PanBench: Towards High-Resolution and High-Performance Pansharpening

paper_url: http://arxiv.org/abs/2311.12083
repo_url: None
paper_authors: Shiying Wang, Xuechao Zou, Kai Li, Junliang Xing, Pin Tao
for: 这篇论文是为了探讨远程感知领域中的笔划合成问题，即将低分辨率多spectral图像与高分辨率灰度图像集成成一个高分辨率图像，以提高远程感知数据分析中的精度。
methods: 这篇论文提出了一种新的笔划合成网络（CMFNet），使用了级联多尺度融合技术，以实现高精度的笔划合成。
results: 论文通过了广泛的实验，证明了CMFNet的效果是非常高，可以在远程感知领域中提高笔划合成的精度。

Abstract
Pansharpening, a pivotal task in remote sensing, involves integrating low-resolution multispectral images with high-resolution panchromatic images to synthesize an image that is both high-resolution and retains multispectral information. These pansharpened images enhance precision in land cover classification, change detection, and environmental monitoring within remote sensing data analysis. While deep learning techniques have shown significant success in pansharpening, existing methods often face limitations in their evaluation, focusing on restricted satellite data sources, single scene types, and low-resolution images. This paper addresses this gap by introducing PanBench, a high-resolution multi-scene dataset containing all mainstream satellites and comprising 5,898 pairs of samples.
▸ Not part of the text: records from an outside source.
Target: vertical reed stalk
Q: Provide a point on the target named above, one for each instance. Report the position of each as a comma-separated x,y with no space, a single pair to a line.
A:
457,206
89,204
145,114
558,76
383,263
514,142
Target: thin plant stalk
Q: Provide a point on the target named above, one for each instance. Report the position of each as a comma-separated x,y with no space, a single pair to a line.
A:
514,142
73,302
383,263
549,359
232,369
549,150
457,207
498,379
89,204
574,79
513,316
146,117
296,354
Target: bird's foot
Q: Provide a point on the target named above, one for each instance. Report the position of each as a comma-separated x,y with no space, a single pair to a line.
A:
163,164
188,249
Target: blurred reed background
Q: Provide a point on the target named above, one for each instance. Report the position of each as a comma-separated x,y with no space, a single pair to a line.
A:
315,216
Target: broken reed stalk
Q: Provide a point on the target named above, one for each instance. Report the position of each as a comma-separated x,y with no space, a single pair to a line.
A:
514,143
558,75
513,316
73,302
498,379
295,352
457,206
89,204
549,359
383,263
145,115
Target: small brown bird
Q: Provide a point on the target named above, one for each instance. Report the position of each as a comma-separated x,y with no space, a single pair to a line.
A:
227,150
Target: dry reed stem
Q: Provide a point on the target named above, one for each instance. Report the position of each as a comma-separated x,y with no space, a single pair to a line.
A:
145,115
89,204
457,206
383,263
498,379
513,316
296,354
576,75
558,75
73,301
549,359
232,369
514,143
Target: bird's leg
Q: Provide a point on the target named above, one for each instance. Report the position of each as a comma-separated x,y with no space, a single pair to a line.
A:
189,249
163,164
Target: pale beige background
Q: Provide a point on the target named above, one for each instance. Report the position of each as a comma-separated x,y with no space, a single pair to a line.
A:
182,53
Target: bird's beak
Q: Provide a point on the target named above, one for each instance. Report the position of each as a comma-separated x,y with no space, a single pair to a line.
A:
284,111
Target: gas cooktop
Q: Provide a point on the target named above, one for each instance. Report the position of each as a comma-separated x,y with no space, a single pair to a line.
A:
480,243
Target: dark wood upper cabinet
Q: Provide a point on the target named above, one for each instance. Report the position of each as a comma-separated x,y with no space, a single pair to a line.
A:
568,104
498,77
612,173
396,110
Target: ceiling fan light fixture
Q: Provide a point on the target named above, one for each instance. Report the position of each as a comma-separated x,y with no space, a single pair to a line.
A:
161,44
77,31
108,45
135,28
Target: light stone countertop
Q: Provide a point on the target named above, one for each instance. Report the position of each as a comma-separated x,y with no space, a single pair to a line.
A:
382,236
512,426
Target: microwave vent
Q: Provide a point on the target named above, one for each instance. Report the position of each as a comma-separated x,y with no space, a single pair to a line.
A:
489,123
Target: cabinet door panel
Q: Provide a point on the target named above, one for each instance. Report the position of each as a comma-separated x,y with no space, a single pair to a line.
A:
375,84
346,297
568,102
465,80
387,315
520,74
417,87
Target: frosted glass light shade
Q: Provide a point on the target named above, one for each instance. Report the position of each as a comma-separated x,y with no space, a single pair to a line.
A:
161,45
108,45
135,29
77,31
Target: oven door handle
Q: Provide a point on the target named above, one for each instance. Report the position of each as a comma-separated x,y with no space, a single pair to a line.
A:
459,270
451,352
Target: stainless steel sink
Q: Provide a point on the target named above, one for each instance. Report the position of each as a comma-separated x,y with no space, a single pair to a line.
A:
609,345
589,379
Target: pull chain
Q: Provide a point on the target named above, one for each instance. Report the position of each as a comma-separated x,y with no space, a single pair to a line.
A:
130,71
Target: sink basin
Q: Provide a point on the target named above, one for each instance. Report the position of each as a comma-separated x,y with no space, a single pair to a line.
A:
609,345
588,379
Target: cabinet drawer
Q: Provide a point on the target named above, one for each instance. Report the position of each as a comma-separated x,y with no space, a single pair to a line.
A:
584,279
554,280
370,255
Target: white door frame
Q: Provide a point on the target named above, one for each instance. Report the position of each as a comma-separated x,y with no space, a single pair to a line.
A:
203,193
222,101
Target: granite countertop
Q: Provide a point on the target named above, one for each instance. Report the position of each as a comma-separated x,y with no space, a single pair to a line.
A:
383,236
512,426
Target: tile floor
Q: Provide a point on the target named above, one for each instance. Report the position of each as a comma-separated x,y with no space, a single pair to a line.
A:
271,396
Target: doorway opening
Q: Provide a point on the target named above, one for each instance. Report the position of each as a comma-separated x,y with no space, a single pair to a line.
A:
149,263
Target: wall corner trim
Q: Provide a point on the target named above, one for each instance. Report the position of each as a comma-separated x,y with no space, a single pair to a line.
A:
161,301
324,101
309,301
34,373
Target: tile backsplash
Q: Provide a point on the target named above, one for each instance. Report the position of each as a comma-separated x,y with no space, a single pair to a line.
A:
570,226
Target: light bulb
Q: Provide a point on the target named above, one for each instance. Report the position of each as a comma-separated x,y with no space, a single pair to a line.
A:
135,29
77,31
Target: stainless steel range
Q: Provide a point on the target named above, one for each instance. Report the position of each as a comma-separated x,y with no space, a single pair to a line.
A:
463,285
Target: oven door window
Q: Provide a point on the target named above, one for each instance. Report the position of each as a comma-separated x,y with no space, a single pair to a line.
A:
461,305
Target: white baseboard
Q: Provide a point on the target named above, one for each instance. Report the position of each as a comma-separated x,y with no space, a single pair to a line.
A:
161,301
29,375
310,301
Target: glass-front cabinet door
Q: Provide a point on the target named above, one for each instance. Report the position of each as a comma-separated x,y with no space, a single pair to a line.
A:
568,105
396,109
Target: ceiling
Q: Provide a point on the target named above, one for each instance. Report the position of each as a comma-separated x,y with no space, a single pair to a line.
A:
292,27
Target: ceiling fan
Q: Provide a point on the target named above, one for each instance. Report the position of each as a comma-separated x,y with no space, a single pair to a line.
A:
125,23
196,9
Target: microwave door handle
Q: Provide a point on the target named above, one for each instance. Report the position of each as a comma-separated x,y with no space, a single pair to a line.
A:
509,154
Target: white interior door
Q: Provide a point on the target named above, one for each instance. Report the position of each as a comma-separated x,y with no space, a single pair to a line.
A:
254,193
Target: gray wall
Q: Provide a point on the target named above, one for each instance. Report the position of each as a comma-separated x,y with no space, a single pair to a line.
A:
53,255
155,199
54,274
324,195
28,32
Each pair includes a four-channel (RGB + near-infrared) multispectral image of 256x256 pixels and a mono-channel panchromatic image of 1,024x1,024 pixels. To achieve high-fidelity synthesis, we propose a Cascaded Multiscale Fusion Network (CMFNet) for Pansharpening. Extensive experiments validate the effectiveness of CMFNet. We have released the dataset, source code, and pre-trained models in the supplementary, fostering further research in remote sensing.

摘要
Remote sensing 中的缩进任务之一是束合低分辨率多spectral图像与高分辨率独立图像，以生成高分辨率的图像，同时保留多spectral信息。这些缩进图像可以增强远程感知数据分类、变化探测和环境监测中的精度。深度学习技术在缩进中已经表现出了显著的成功，但现有方法常面临评估限制，包括固定卫星数据源、单个场景类型和低分辨率图像。本文填补这个空白，通过介绍 PanBench 高分辨率多场景数据集，该数据集包含所有主流卫星，包括 5,898 对样本。每对样本包括一个四通道 (RGB + near-infrared) 多spectral图像，分辨率为 256x256 像素，以及一个单通道独立图像，分辨率为 1,024x1,024 像素。为实现高准确性束合，我们提议一种顺序多尺度融合网络 (CMFNet)。广泛的实验证明了 CMFNet 的有效性。我们在补充中发布了数据集、源代码和预训练模型，欢迎更多的研究人员进行远程感知领域的进一步研究。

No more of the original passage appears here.